「壇くん、あれだね、私に全部頑張れと言っているんだね?!」
夢野さんは「もうこうなったら全校やるよ!」と叫んでからまず僕の両肩を掴んだ。
夢野さんの顔が間近に迫ってきて、思わずドキリとしてしまう。
う、うぅ。どうしよう。目のやり場に困ります。
「壇くん、壇くんは、可愛い妹だね!!」
「う、嘘ダーンっ?!」
正直ショックでした。
弟だと思っていたのに……!まさかの妹!!
「そして仁さんは不良の次男ですね。お兄ちゃん、煙草は体に悪いよ!」
「うるせぇ」
亜久津先輩が軽くパンチしたら、夢野さんは「見切ったぁ!」と叫びながら避けたつもりで後ろに転けてました。
「だ、大丈夫かい?詩織ちゃん」
「はぁ、詩織。どこも痛くないか?」
千石先輩と室町先輩が手を貸して助け起こす。
「まったく、少しは落ち着きを持て」
それから東方副部長がため息をつくと、南部長が苦笑していた。
「ごめんなさい。南パパン、東方ママン」
「俺たちは亜久津を産んだ覚えはないぞ」
「大丈夫です。

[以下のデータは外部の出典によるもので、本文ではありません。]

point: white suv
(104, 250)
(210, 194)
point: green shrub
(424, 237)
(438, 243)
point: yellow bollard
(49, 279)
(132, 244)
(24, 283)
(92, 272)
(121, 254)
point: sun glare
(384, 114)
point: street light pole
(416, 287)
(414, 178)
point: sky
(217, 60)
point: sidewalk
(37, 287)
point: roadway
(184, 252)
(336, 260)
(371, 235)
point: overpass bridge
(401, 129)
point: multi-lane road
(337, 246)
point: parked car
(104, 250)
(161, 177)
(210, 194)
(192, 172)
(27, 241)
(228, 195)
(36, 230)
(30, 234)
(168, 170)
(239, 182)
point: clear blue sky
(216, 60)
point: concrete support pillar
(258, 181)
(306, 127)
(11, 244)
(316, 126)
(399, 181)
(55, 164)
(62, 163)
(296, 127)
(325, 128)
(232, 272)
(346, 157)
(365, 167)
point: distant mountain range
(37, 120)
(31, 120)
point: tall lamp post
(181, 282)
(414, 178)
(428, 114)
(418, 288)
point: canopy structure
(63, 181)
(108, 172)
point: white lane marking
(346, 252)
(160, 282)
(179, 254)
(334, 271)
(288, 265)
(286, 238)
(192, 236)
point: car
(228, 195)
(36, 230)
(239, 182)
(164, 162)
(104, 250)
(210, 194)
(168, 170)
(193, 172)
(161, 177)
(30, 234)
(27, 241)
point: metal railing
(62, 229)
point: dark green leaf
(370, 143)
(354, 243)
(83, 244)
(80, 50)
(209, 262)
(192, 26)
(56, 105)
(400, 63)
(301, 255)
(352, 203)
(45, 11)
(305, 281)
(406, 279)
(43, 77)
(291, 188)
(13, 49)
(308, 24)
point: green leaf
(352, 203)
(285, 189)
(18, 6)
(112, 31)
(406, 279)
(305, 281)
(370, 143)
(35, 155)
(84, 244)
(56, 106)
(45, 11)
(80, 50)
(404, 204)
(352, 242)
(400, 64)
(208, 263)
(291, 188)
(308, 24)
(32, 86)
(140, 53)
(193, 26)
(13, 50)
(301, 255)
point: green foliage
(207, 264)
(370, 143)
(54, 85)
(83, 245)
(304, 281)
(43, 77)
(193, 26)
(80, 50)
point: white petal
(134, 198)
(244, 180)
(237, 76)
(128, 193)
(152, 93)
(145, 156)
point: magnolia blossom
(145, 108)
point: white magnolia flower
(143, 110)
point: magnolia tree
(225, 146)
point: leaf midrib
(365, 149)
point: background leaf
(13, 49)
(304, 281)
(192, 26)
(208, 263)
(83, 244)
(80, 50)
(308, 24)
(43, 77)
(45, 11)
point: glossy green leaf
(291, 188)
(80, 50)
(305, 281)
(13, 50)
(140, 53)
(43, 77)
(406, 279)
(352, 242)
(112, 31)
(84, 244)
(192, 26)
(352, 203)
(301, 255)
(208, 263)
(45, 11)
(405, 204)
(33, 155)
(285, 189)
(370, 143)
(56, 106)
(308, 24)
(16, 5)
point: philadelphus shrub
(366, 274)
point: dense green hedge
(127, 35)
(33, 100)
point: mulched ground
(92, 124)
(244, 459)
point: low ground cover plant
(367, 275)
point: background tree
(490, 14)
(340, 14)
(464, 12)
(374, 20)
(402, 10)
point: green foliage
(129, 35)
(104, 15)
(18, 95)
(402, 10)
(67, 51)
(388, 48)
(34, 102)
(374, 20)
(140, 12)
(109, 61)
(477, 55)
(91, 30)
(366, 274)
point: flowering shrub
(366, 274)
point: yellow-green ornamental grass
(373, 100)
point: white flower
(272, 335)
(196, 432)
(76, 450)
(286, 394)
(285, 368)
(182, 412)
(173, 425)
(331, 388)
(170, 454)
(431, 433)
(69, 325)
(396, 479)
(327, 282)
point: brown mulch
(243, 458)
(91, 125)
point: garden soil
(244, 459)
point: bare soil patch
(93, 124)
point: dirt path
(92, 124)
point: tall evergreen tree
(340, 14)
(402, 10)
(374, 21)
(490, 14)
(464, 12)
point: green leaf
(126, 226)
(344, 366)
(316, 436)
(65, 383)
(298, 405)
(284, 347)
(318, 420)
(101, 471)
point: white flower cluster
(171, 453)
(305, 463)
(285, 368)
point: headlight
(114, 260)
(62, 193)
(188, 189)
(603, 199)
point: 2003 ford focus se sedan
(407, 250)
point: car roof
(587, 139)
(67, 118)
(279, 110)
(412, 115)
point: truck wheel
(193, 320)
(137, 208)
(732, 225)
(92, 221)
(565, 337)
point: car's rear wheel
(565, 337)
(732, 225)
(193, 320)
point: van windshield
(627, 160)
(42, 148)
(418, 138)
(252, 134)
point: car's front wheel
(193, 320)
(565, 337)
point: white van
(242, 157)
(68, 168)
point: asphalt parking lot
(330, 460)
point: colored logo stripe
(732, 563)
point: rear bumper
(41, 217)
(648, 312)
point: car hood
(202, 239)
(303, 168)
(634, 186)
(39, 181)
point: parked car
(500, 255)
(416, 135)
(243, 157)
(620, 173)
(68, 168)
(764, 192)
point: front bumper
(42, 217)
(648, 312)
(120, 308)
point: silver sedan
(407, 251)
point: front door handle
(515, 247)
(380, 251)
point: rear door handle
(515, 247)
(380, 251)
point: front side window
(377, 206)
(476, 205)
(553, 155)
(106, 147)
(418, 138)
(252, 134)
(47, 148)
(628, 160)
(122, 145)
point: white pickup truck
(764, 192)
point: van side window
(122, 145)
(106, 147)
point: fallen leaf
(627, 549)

長男は軟派な千石さんなので。ちなみにここにいない新渡米さんがお祖父ちゃんで喜多くんがお婆ちゃんです」
「遺伝を疑う家族構成だな」
南部長のツッコミに部長たちだけ地味ですねと言いそうになった言葉は飲み込んだです。
「……あ、あれ?俺は?」
そういえば、室町先輩が入ってない。
室町先輩はずっと気にしていたみたいだった。
きっと、双子の位置に入りたいって思っていたんだと思います。
でもこの流れなら……
「十次くんは……パンダかな」
「なぁ、壇。パンダ枠と双子枠ってどっちがあいつにとって大切だと思う?」
それから小屋に戻ってからもそんな質問を僕にしてきて。
そのどちらにも入ってない僕からしたら、どっちも羨ましいですって言ったら「そうか」と苦笑していた。
……なんとなく、でも、夢野さんにとってのパンダってすごく特別な気がします。
安心ってことというか癒し系というか。
……あれ?
そこまで考えて、ちょっと室町先輩が可哀想になったのは、僕だけの秘密です。